The findings of this study showed that a structured 6-week program based on different motor skills (i.e., manual dexterity, aiming and catching), performed in 1 session of 40 min a week, is more effective than a traditional PE program in pre-school children with DCD led by a non-PE teacher, as it improves all these skills and the total percentile in such a way that the pre-school children who participated in the intervention went from being framed in a percentile lower than 5 to one in which they can be classified within normal MC. Therefore, these findings provide empirical evidence, demonstrating the effectiveness of a structured motor skill curricular program implemented in PE focused on the result and not on the process.

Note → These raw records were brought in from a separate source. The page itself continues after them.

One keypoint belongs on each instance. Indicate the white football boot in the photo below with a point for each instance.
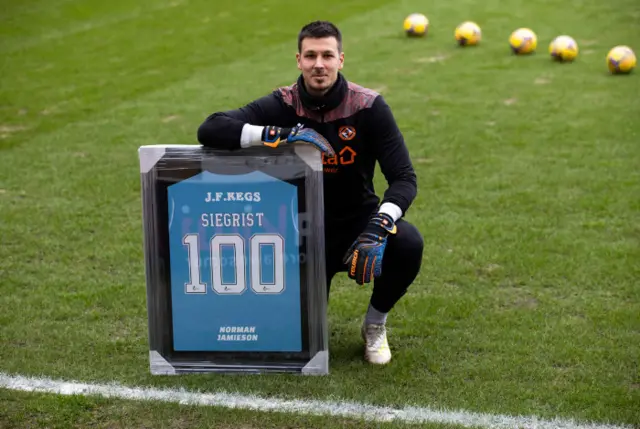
(376, 346)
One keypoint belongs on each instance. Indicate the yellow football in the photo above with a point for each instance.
(416, 24)
(523, 41)
(563, 48)
(468, 34)
(621, 60)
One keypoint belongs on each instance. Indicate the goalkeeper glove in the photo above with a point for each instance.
(272, 136)
(364, 257)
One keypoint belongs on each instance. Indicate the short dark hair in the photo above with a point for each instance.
(318, 30)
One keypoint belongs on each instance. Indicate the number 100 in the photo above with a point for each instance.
(239, 283)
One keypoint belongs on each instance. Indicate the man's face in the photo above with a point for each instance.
(319, 60)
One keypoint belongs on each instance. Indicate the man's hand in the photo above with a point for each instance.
(273, 136)
(364, 257)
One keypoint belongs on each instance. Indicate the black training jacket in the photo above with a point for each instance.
(359, 125)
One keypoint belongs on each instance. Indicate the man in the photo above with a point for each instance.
(353, 127)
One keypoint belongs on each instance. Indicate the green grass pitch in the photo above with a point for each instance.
(528, 301)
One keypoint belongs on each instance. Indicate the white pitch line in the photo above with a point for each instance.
(352, 410)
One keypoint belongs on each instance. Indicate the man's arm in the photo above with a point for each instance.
(226, 130)
(395, 163)
(256, 124)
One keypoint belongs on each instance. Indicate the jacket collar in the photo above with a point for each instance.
(328, 101)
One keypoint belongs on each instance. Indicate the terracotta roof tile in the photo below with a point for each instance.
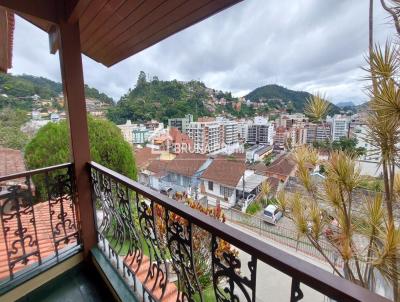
(186, 164)
(225, 170)
(11, 162)
(144, 157)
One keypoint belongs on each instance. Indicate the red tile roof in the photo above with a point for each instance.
(11, 162)
(44, 235)
(282, 166)
(186, 164)
(225, 171)
(144, 157)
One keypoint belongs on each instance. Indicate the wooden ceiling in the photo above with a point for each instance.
(113, 30)
(6, 39)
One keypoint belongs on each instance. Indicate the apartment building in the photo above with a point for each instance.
(360, 132)
(281, 136)
(318, 132)
(298, 135)
(260, 132)
(207, 137)
(181, 123)
(231, 133)
(243, 129)
(339, 125)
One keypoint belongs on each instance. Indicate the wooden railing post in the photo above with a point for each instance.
(74, 96)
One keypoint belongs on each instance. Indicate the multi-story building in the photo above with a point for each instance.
(181, 123)
(361, 133)
(261, 132)
(298, 135)
(281, 136)
(231, 134)
(243, 129)
(127, 130)
(318, 132)
(207, 137)
(289, 120)
(340, 126)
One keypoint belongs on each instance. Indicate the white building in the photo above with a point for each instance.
(260, 132)
(127, 130)
(207, 137)
(243, 129)
(371, 154)
(340, 126)
(231, 134)
(181, 123)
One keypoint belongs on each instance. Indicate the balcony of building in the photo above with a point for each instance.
(81, 232)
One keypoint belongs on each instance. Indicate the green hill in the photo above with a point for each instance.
(18, 91)
(160, 100)
(277, 97)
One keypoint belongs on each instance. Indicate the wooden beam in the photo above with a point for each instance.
(74, 94)
(5, 47)
(54, 39)
(43, 9)
(74, 9)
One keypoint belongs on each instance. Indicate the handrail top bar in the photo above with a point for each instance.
(34, 172)
(301, 270)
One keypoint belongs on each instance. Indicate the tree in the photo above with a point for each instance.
(142, 80)
(366, 244)
(50, 146)
(11, 135)
(384, 126)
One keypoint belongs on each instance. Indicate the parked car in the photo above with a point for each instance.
(166, 191)
(272, 214)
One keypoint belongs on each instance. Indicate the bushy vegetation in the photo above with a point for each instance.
(50, 146)
(254, 208)
(11, 135)
(274, 94)
(16, 91)
(348, 145)
(160, 100)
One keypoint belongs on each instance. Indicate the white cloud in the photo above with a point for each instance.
(304, 44)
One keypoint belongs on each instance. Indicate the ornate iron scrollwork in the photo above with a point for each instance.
(61, 199)
(179, 239)
(228, 283)
(158, 270)
(19, 226)
(295, 292)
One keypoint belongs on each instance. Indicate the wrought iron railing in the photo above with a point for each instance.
(168, 251)
(38, 220)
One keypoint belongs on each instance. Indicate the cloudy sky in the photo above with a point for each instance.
(312, 45)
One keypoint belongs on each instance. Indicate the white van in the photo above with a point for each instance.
(272, 214)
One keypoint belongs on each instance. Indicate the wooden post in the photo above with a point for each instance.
(74, 95)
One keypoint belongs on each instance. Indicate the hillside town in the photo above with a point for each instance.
(224, 162)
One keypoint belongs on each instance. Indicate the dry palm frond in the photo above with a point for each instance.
(387, 252)
(373, 220)
(266, 188)
(384, 64)
(332, 194)
(317, 107)
(343, 171)
(383, 135)
(299, 215)
(317, 220)
(396, 186)
(282, 201)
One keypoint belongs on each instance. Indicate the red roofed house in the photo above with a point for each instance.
(183, 173)
(181, 142)
(219, 181)
(11, 162)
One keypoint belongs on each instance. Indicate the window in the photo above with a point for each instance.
(226, 192)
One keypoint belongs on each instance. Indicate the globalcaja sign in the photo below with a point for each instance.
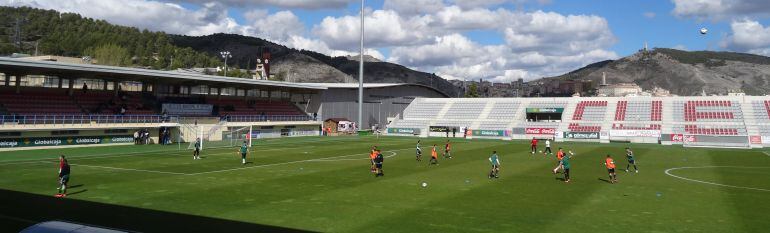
(545, 110)
(403, 131)
(439, 129)
(63, 141)
(490, 133)
(581, 135)
(548, 131)
(683, 138)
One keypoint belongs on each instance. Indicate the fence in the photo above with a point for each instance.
(267, 118)
(85, 119)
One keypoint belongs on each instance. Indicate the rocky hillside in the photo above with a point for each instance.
(308, 66)
(682, 72)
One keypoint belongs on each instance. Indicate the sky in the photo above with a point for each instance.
(495, 40)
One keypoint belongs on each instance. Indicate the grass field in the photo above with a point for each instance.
(324, 184)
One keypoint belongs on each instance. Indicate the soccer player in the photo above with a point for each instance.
(566, 166)
(244, 150)
(448, 150)
(495, 160)
(559, 156)
(378, 159)
(419, 151)
(372, 156)
(64, 176)
(197, 152)
(610, 163)
(433, 156)
(533, 146)
(631, 160)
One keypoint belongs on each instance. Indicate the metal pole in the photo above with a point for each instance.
(361, 72)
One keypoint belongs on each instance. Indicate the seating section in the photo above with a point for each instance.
(423, 109)
(575, 127)
(708, 111)
(465, 110)
(241, 107)
(503, 111)
(639, 110)
(93, 102)
(636, 126)
(590, 110)
(761, 109)
(494, 125)
(711, 130)
(39, 102)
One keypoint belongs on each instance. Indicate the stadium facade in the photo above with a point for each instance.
(709, 121)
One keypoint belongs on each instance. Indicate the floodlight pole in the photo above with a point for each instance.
(361, 72)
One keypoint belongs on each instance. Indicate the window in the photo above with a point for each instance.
(130, 86)
(115, 131)
(200, 90)
(252, 92)
(93, 84)
(228, 91)
(10, 134)
(51, 82)
(65, 132)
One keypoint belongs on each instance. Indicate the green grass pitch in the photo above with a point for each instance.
(324, 184)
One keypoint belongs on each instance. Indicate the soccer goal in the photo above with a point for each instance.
(716, 141)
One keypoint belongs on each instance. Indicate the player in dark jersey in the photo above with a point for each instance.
(64, 176)
(448, 150)
(197, 152)
(378, 159)
(631, 160)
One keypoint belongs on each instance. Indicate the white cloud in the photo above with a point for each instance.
(277, 27)
(720, 9)
(649, 15)
(383, 28)
(300, 4)
(748, 36)
(413, 7)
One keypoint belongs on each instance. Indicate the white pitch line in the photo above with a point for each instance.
(128, 169)
(284, 163)
(392, 154)
(668, 172)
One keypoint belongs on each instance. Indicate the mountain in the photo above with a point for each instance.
(67, 34)
(308, 66)
(681, 72)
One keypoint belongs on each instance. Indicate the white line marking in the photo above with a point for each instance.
(392, 154)
(668, 172)
(284, 163)
(127, 169)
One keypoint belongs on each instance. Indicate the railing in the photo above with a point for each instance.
(267, 118)
(85, 119)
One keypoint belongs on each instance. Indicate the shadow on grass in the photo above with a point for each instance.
(21, 210)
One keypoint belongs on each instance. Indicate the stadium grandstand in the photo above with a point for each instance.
(46, 103)
(713, 121)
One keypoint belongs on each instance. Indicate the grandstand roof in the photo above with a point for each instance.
(28, 67)
(374, 85)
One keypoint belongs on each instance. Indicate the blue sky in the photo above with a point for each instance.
(498, 40)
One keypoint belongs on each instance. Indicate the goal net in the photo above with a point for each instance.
(717, 141)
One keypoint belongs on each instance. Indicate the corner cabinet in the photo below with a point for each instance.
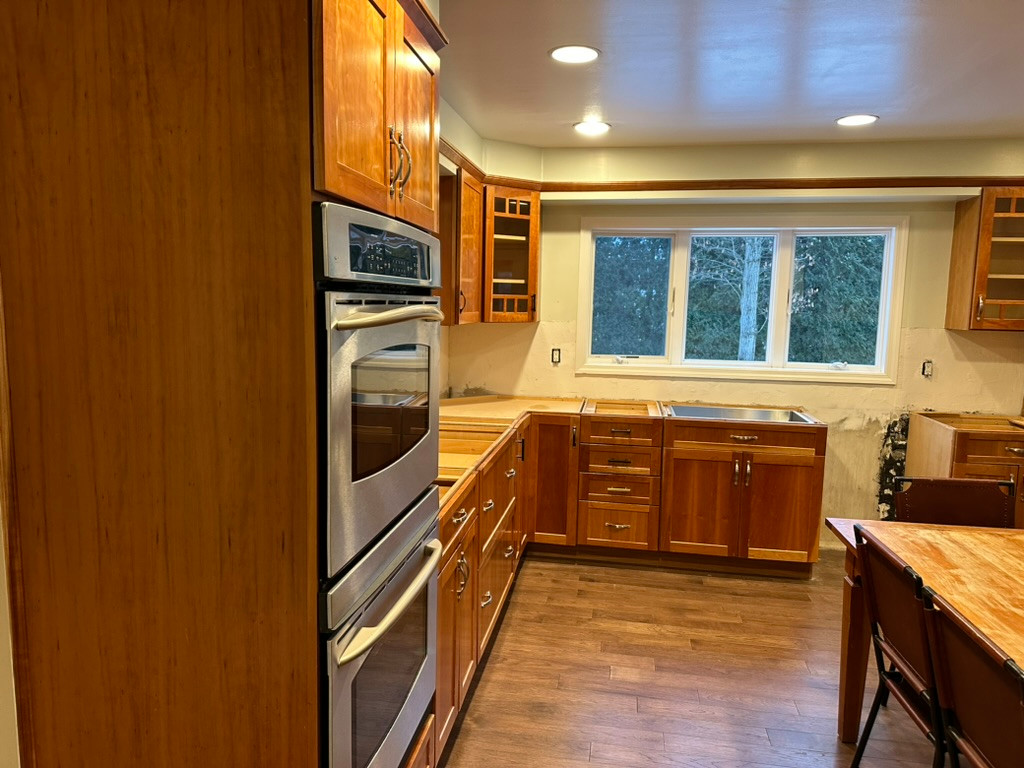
(512, 235)
(376, 107)
(986, 268)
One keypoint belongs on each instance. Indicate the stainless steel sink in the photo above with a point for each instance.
(740, 414)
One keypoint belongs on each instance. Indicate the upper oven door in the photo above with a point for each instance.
(383, 354)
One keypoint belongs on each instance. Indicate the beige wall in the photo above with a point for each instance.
(977, 371)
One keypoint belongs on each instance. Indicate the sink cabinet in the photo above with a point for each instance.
(742, 489)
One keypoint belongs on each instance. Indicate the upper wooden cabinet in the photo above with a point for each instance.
(462, 248)
(376, 105)
(512, 237)
(986, 268)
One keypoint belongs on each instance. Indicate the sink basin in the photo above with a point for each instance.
(740, 414)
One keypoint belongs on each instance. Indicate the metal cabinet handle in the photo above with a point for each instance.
(393, 178)
(367, 637)
(357, 321)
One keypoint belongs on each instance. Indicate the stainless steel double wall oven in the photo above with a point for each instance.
(378, 349)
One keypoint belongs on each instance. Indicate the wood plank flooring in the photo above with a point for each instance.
(629, 667)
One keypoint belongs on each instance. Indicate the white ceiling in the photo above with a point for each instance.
(678, 72)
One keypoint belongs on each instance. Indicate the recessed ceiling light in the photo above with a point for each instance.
(857, 120)
(574, 53)
(592, 127)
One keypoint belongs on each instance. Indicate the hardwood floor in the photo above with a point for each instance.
(629, 667)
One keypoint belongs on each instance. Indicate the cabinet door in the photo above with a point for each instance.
(416, 110)
(781, 507)
(699, 502)
(352, 99)
(470, 257)
(553, 472)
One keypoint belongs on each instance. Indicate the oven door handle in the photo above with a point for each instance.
(367, 637)
(357, 321)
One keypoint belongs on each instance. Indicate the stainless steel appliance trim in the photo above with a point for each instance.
(336, 219)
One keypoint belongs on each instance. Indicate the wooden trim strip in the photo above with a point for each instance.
(426, 23)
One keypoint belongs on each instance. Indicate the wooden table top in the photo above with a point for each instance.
(978, 570)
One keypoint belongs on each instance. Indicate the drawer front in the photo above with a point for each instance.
(622, 431)
(624, 460)
(458, 512)
(617, 489)
(745, 436)
(622, 525)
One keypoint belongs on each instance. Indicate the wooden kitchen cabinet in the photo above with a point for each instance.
(552, 470)
(462, 249)
(968, 445)
(986, 266)
(376, 110)
(512, 238)
(742, 489)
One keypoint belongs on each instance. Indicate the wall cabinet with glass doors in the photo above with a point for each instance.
(986, 268)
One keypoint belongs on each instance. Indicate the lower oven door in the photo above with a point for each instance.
(381, 666)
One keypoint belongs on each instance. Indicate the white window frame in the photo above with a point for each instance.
(787, 227)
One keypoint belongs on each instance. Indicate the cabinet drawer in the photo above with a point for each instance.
(619, 489)
(747, 436)
(622, 460)
(458, 512)
(622, 525)
(622, 430)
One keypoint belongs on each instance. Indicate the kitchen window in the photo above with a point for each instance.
(809, 299)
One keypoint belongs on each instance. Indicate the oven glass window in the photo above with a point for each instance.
(384, 681)
(390, 406)
(373, 251)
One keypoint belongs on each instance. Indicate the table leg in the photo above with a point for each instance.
(853, 653)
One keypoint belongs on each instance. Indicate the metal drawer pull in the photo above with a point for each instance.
(357, 321)
(367, 637)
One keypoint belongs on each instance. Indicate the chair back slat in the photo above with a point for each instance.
(954, 501)
(980, 686)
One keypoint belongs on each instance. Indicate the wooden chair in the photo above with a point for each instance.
(896, 612)
(954, 501)
(980, 688)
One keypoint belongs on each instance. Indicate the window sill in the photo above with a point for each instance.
(735, 374)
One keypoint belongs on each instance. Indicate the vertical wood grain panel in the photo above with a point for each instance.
(156, 258)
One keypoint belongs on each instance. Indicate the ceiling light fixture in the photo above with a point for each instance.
(592, 127)
(574, 53)
(857, 120)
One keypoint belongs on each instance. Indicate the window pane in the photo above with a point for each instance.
(727, 303)
(631, 295)
(837, 287)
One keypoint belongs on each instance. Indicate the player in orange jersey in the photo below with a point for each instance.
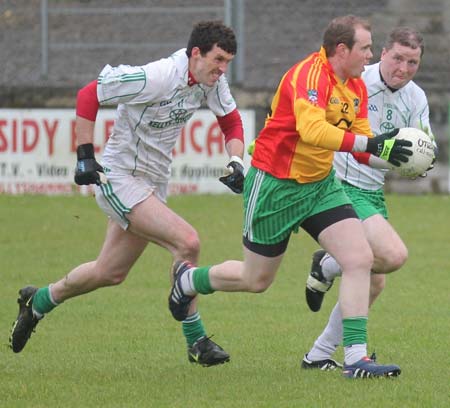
(319, 107)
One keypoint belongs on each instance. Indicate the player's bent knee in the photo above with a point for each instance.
(112, 279)
(393, 260)
(190, 248)
(259, 285)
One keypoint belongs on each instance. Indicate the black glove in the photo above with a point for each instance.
(87, 170)
(235, 180)
(386, 148)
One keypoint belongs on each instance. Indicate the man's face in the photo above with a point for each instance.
(207, 69)
(399, 65)
(359, 55)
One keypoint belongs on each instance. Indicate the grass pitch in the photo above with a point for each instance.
(119, 347)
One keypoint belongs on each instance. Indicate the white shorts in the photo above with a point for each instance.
(122, 192)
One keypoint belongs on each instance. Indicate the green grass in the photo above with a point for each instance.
(119, 347)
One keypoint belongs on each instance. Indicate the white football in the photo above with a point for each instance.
(423, 152)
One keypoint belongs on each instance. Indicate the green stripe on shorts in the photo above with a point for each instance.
(274, 208)
(366, 202)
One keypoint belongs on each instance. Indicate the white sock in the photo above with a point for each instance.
(187, 283)
(354, 353)
(331, 337)
(330, 268)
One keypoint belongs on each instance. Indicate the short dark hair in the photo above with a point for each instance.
(406, 36)
(342, 30)
(206, 34)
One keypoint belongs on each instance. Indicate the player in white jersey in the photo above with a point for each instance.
(154, 102)
(395, 101)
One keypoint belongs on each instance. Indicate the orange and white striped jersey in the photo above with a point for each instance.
(313, 114)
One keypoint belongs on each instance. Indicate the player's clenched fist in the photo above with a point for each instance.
(235, 179)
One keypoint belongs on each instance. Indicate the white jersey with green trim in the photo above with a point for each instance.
(405, 107)
(154, 103)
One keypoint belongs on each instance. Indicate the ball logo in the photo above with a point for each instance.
(422, 149)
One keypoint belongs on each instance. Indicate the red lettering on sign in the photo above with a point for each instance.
(3, 141)
(14, 141)
(51, 131)
(194, 125)
(73, 137)
(29, 129)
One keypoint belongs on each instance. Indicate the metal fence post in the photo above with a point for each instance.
(44, 38)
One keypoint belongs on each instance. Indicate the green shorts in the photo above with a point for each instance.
(274, 208)
(366, 202)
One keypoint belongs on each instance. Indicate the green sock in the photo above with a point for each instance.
(42, 301)
(355, 330)
(193, 328)
(201, 280)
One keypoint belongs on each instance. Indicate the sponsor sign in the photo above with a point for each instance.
(38, 151)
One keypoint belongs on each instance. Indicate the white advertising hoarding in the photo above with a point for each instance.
(38, 151)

Future studies should place special emphasis on research for this type of intervention with a medium- and long-term follow-up to see if these improvements in MC are maintained over time and study the process together with the result. Added to this, more studies are needed in other school settings (remembering that boys and girls spend an average of 5 h in schools) such as recess, the implementation of specific work schedules for motor skills adapted to ages and gender. The most important thing is for professionals to be aware of the importance of the development of MC in children, as these are the basis of their future development at the motor level.